Nun tritt in der nun schon mehrere Jahre dauernden Debatte allerdings eine Schieflage zutage, die für uns als Europaabgeordnete außergewöhnlich unbefriedigend ist. Und das hat zwei Gründe
1. Während die Europäische Kommission sich nach außen hin als transparente Organisation darstellt, verpasst sie es, den Bürgerinnen und Bürgern in genügender Klarheit, ihre Argumente in der aktuellen Debatte darzulegen. Die unbeleg- oder -widerlegbare Aussage „Brüssel will in diesem Fall, dass …“ ist Ausdruck dieser Situation. In diesen Tagen beispielsweise werden die Landwirte mit der Nachricht aufgeschreckt, der Europäischen Kommission genügten die aktuellen Verschärfungen der Düngeverordnung nicht. Eine Kommunikation durch die Europäische Kommission findet nicht statt.

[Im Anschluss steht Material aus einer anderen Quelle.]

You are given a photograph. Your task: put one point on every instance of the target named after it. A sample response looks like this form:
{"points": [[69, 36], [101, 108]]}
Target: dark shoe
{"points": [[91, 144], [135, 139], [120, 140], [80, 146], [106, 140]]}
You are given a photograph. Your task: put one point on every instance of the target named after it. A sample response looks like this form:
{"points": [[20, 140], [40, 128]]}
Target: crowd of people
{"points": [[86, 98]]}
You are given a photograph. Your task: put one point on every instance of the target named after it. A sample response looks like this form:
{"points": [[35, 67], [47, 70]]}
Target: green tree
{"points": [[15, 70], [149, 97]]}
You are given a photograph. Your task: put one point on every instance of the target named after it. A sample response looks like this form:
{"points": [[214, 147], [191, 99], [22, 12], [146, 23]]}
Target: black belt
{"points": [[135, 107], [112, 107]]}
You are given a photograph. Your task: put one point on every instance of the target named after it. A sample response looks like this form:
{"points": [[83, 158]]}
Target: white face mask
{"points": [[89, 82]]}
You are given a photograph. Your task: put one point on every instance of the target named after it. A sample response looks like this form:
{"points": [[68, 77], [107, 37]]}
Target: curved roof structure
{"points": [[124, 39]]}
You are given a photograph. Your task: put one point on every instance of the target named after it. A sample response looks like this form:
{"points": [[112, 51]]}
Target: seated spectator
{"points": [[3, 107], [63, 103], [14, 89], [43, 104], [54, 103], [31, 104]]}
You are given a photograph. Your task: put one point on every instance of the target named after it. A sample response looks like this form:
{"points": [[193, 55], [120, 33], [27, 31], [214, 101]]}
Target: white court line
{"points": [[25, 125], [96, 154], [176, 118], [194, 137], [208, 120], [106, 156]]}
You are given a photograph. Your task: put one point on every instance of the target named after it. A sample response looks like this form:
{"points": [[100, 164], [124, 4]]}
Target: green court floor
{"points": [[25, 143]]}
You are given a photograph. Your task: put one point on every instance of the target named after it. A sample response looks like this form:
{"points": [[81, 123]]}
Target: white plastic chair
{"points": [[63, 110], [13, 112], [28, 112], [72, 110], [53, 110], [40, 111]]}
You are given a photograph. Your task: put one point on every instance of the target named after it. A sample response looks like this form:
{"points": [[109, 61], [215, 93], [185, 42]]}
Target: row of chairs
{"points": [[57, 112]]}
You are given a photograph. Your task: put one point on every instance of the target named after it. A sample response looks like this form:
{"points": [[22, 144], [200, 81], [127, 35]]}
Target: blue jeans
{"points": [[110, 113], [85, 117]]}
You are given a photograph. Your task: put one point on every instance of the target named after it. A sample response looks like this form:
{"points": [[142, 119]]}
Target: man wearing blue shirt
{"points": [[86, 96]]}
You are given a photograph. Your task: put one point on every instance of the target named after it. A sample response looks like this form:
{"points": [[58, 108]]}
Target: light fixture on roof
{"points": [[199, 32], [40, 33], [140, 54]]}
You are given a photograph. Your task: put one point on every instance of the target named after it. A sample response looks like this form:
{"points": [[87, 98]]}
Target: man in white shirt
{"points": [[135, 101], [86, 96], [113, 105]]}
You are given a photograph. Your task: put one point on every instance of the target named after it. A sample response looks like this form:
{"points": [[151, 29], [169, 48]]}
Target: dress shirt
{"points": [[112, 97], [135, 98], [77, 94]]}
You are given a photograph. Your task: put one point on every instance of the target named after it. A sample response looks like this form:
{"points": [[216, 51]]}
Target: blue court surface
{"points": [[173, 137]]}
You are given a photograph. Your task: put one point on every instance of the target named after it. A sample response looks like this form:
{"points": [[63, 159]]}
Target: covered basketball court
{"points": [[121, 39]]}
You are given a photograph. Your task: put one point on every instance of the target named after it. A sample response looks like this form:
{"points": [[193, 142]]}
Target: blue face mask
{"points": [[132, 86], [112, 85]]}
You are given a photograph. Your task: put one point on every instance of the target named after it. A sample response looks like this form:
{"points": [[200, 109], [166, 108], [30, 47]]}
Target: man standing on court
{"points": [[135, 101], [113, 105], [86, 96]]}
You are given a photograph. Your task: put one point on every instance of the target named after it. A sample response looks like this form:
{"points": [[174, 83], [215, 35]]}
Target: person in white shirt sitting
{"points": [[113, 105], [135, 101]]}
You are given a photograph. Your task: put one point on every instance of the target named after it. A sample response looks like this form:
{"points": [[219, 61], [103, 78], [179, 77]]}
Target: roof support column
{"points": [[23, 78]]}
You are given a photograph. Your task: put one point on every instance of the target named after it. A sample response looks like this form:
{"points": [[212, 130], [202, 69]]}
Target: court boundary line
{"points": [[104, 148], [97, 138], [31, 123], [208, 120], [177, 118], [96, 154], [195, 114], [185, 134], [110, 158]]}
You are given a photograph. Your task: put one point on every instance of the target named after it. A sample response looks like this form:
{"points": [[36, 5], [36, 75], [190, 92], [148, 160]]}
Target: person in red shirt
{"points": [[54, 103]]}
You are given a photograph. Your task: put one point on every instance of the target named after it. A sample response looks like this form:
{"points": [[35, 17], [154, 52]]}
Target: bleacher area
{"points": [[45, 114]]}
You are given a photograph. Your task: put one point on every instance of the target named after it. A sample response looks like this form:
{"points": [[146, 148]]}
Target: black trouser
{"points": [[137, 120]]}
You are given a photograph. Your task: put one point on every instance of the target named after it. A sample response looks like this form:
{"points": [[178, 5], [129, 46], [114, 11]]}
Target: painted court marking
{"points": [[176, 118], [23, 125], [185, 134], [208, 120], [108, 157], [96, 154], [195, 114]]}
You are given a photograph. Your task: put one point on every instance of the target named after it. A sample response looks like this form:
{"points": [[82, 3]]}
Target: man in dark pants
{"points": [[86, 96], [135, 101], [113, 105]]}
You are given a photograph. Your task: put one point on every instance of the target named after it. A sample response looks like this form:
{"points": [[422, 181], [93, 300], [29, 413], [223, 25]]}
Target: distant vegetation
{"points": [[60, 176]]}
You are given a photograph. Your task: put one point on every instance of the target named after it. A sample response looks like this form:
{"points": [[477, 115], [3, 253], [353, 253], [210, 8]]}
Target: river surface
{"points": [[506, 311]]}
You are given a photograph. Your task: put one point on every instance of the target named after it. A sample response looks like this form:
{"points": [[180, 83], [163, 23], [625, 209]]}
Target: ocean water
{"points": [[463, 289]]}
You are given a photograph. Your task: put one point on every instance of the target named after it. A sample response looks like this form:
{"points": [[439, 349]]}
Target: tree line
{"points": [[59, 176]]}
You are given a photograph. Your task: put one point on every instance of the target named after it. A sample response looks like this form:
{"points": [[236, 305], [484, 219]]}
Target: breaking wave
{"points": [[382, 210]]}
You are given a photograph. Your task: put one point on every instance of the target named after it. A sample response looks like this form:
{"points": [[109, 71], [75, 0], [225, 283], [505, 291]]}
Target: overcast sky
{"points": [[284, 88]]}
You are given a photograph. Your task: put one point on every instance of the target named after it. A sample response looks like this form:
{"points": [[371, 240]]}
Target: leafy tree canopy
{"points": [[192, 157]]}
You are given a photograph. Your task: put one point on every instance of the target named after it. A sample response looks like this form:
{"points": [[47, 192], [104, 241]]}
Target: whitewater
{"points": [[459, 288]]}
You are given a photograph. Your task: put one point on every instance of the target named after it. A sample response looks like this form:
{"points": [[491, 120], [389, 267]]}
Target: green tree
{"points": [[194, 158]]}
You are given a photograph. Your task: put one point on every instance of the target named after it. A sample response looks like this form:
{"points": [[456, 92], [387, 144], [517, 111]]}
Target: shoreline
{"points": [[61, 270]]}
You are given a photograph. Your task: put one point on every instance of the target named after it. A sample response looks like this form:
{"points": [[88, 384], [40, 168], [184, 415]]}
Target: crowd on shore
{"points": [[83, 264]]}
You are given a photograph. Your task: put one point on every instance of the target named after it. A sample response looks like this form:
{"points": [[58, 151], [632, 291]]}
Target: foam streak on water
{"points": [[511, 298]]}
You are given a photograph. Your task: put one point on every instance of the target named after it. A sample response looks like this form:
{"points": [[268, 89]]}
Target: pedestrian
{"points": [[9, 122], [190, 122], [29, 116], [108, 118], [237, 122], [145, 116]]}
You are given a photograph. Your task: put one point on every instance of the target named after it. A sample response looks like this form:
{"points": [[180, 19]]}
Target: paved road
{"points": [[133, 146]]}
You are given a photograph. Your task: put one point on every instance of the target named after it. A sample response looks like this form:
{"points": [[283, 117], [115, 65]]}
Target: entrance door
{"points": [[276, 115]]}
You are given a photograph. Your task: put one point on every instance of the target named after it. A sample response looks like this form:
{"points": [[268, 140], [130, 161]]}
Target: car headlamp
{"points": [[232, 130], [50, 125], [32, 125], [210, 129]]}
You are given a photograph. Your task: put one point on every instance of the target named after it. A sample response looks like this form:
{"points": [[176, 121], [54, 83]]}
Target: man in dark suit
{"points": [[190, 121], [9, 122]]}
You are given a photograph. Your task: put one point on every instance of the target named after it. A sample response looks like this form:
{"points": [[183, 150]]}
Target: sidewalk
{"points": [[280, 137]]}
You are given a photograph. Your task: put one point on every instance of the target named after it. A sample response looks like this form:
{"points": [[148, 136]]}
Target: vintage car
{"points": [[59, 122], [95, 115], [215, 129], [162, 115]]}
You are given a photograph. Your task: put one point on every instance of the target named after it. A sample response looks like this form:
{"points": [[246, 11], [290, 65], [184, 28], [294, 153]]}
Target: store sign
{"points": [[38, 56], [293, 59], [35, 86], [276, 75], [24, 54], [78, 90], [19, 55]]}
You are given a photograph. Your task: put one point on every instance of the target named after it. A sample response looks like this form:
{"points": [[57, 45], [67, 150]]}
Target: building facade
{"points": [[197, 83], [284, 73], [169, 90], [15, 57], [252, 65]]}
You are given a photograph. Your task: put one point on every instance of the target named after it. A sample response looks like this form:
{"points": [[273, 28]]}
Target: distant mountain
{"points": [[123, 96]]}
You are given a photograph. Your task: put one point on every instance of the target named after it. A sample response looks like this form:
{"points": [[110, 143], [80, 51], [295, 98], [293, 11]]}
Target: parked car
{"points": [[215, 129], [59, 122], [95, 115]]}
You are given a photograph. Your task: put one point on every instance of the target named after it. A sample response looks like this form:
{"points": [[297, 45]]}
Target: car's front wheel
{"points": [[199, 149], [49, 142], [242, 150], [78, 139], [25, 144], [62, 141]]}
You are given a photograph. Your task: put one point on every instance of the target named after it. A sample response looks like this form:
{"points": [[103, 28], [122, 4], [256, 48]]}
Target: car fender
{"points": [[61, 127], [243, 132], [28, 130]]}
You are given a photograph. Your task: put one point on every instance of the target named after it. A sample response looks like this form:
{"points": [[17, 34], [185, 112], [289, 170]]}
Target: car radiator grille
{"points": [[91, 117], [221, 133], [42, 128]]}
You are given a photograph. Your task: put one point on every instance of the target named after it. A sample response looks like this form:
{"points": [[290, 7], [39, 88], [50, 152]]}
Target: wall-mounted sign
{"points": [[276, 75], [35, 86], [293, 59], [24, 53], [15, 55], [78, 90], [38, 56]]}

2. Die Debatte um die politischen Entscheidungen in dieser Sache führen die Abgeordneten, die politischen Entscheidungen selbst treffen die Entscheidungsträger innerhalb der Kommission. Es ist ein unbefriedigender Zustand, dass in einer Debatte von dieser Tragweite diese Schieflage nicht beseitigt ist. Aus unserer Sicht führt die Kommission einen unzureichenden Dialog mit denen, die es tatsächlich betrifft. Und deshalb erwarten wir von den Entscheidungsträgern in der Kommission, dass sie die Argumente der Landwirtschaft hören. Es kann nicht sein, dass die gewählten EU-Parlamentarier vor Ort zum Sündenbock gemacht werden und selbst nur Beobachter des Prozesses sind.
Wir schlagen deshalb vor, dass Sie, verehrter Herr Kommissar, ein zeitnahes Gespräch mit uns und Vertretern beispielsweise der Niedersächsischen Agrarwirtschaft in Brüssel ermöglichen, um den Willen zu dokumentieren, die Anliegen zu hören und um gegebenenfalls überzeugend die Argumente zu widerlegen. Dazu gehört auch, dass die Kommission endlich zur Messstellenproblematik Stellung bezieht. Eine solche Stellungnahme kann sich nicht darauf beschränken, dass dies Sache der Mitgliedsstaaten sei.
Eine Kopie dieses Schreibens lassen wir Frau Präsidentin von der Leyen sowie Herrn Kommissar Wojciechowski zukommen.
Für Rückfragen stehen wir Ihnen selbstverständlich zur Verfügung.
Wir freuen uns, angesichts der gebotenen Eile in dieser Sache, auf Ihre zeitnahe Rückmeldung.